FAB_LED Is a Fast Arduino Bit-banging library for addressable LEDs, like WS2812B, APA-104, APA-106, SK6812, etc.
The Library code is on GitHub, as well as up-to-date documentation.
It can be downloaded directly as a zip file.
To install the library, unzip the source files into your Arduino “libraries” directory, like any other library. Plug a WS2812B LED strip or panel on pin D6 (pin “~6” on Arduino Uno), power it and compile and load the program. IT should cycle different patterns.
The FAB_LED library has a few benefits attached to it versus other libraries (AdaFruit NeoPixel or FastLED libraries):
- The low level bit-banging code is written in gcc C, without any inline assembly. This means it should support any CPU frequency, not just the frequencies that I have hardcoded.
- The LED class supports multiple pixel formats, which provide great flexibility to choose between pixel manipulation convenience and pixel memory size. A pixel can use from 1 bit of memory to 32 bits, using different schemes:
- 3 uint8_t per pixel (24 bits)
- One uint32_t word per pixel (32 bits)
- 1, 2, 4 or 8 bits per pixel mapped to a color palette of 2, 4, 16 or 256 colors
- One uint16_t word per pixel (16 bits, 5 bits per pixel), with a choice of 3 levels of brightness
- Separate pixel clear method and a 256-gray levels method allow you to clear or set a LED strip of any size without using up any memory.
- The methods can be called back to back to duplicate patterns on infinitely long LED strips, tested on a 16MHz Arduino Uno. Timings for the palette method work but are very tight.
- Alternatively, you can define multiple arrays to draw frames of an animation, and just change which array is drawn at every clock tick. There is no need to re-draw the frames, unlike other LED libraries.
- Using the class requires nothing more than knowing which port your LED strip is attached to. A physical port on Arduino is 2 elements, the port letter A to F, and the port pin, from 0 to 7.
At this point FAB_LED is not vaporware anymore. It is fully working.
The following example uses the palette routine, using 2 bits per pixels.

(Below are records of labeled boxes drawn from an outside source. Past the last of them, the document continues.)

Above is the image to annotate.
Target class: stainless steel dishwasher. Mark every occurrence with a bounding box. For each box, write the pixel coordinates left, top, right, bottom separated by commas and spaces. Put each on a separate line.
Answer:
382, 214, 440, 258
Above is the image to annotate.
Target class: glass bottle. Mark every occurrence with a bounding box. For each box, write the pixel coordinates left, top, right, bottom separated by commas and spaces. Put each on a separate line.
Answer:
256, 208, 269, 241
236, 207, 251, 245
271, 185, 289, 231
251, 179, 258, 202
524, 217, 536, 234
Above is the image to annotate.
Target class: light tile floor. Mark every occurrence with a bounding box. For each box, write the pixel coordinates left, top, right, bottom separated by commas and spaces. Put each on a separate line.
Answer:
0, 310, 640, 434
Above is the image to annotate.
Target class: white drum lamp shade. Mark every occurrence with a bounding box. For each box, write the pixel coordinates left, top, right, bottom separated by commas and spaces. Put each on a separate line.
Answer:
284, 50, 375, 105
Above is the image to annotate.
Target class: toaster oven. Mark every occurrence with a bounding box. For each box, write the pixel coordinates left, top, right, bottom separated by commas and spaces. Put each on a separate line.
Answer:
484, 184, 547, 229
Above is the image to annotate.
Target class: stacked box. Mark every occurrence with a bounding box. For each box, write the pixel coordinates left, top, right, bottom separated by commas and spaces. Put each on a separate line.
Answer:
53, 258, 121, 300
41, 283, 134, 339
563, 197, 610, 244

- It uses a color palette taking only 12 bytes of RAM to hold the 4 color values.
- It defines a 16-pixel pattern which fits in another 4 bytes of RAM.
- The 16-pixels pattern is sent 11 times in a tight loop, to light up the whole 170-LED strip.
The animation is done by manipulating the palette colors after the tight sendPixel loop:
- We rotate one of the four colors (blue-green pulse).
- We blink on/off the red color.
All this uses a total of 16 bytes for the data arrays, and a one page user code loop to animate. The code page is shown as screen capture.
The bottom loop does the display directly, there is no need for a show() routine since it paints the pixels on the fly as soon as sendPixel() is called.
Here’s a video of this code running:
I am adding slowly 2D support. This is my first rendering. I had to put a cloth to diffuse the LEDs to take the photo. It’s an 8×8 pixel board:
Ooh and posting my video I see someone posted how to pipeline data from a USB port directly… I’ll have to look into that, to maybe stream from USB or a SD card! They can handle thousands of LEDs.